It’s a shame that Merrick Garland is likely to be best remembered as the answer to a trivia question about a U.S. Supreme Court nominee who never received a Senate hearing. Garland and the court — along with the American people — deserve better.

By all accounts, Garland is a well-qualified jurist who, at the very least, should receive Senate Judiciary Committee consideration and a vote. A centrist appeals-court judge, Garland has won bipartisan support in the past, along with praise from Supreme Court Chief Justice John Roberts. He was confirmed to the Court of Appeals for the District of Columbia Circuit in 1997 with majority support from both parties, including seven current GOP senators. But more than hairstyles have changed since then.

Republicans made it clear shortly after the death of Justice Antonin Scalia that they would rather let the seat stay open than allow President Obama to name a replacement during the last year of his presidency, disingenuously arguing — in the words of Senate Majority Leader Mitch McConnell — that their opposition is based on a desire to “give the people a voice in filling this vacancy.”

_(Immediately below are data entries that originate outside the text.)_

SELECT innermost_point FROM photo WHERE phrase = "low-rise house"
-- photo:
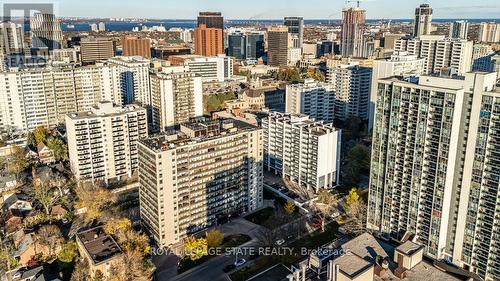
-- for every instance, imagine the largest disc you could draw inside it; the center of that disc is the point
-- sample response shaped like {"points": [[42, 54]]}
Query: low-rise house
{"points": [[45, 154], [7, 182], [58, 212], [100, 250], [27, 248]]}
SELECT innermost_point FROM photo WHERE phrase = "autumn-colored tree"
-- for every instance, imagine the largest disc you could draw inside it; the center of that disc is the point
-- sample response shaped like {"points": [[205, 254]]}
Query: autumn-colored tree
{"points": [[51, 237], [289, 208], [69, 252], [214, 238], [40, 134], [17, 162], [324, 206], [59, 149], [195, 248], [94, 200], [45, 195], [352, 197]]}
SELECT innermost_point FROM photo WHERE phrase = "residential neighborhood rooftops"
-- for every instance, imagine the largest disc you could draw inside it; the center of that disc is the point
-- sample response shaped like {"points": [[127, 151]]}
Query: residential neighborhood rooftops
{"points": [[99, 245]]}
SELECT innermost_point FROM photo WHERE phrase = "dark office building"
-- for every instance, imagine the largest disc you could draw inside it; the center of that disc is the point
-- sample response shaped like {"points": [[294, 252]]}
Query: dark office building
{"points": [[296, 26], [249, 46], [211, 20]]}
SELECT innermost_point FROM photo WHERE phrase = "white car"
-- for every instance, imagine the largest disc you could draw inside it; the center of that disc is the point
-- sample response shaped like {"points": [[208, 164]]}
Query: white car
{"points": [[240, 262]]}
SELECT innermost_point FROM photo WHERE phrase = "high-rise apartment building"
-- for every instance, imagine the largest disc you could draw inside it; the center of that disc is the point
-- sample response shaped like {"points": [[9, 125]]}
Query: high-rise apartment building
{"points": [[208, 41], [351, 84], [42, 97], [102, 143], [277, 45], [459, 29], [245, 45], [98, 49], [200, 175], [302, 150], [217, 68], [423, 20], [296, 27], [135, 46], [489, 32], [176, 97], [209, 34], [133, 75], [11, 38], [313, 98], [400, 64], [353, 29], [439, 52], [46, 31], [434, 172], [211, 20]]}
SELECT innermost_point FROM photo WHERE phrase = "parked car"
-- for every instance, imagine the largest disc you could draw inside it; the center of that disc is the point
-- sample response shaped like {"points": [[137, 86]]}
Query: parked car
{"points": [[239, 262]]}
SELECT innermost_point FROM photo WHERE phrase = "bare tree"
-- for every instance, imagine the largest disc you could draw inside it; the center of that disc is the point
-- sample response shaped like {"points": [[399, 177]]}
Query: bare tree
{"points": [[51, 237], [356, 215]]}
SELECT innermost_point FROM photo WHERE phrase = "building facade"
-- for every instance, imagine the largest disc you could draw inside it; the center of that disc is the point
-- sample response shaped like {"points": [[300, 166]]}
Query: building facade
{"points": [[351, 84], [433, 172], [176, 97], [302, 150], [440, 53], [312, 98], [135, 46], [102, 143], [353, 29], [204, 173], [400, 64], [423, 20], [489, 32], [277, 46]]}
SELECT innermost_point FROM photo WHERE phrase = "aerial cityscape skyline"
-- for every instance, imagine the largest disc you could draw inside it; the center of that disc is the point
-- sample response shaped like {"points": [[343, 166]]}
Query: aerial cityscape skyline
{"points": [[261, 9]]}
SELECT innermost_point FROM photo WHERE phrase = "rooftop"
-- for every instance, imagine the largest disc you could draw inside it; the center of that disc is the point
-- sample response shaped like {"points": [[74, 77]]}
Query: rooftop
{"points": [[99, 245], [105, 109], [198, 130], [352, 264]]}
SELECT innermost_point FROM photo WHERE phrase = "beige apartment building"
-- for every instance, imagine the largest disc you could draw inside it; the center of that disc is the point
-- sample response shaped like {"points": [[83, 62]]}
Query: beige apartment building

Americans do have a voice: They elected Obama (twice), as well as members of the Judiciary Committee, and most voters no doubt trusted that their representatives would respect the importance of the nation’s highest federal court. But McConnell and his cohorts seem intent on disregarding the Constitution, however they may interpret it. Unless the political gamesmanship gives way to leadership, the weakened court could reach 4-4 decisions, setting no legal precedent, for a year or more.

Defending their obstructionism, Republicans have pointed to the example of Vice President Joe Biden, who while chairing the Judiciary Committee in 1992 argued that should a Supreme Court seat become vacant — there were no open seats at the time — then-President George H.W. Bush should not forward a nomination until after the November election. In our view, Biden was just as wrongheaded then as Republicans are today.

Polls conducted after Scalia’s death but before Garland’s nomination showed that a majority of Americans believed the Senate should hold hearings. In an election year in which voters in both parties have made clear their disdain for dysfunction in Washington, Obama fulfilled his constitutional responsibility. We’ll soon learn if Senate Republicans, as expected, will fail to live up to their own.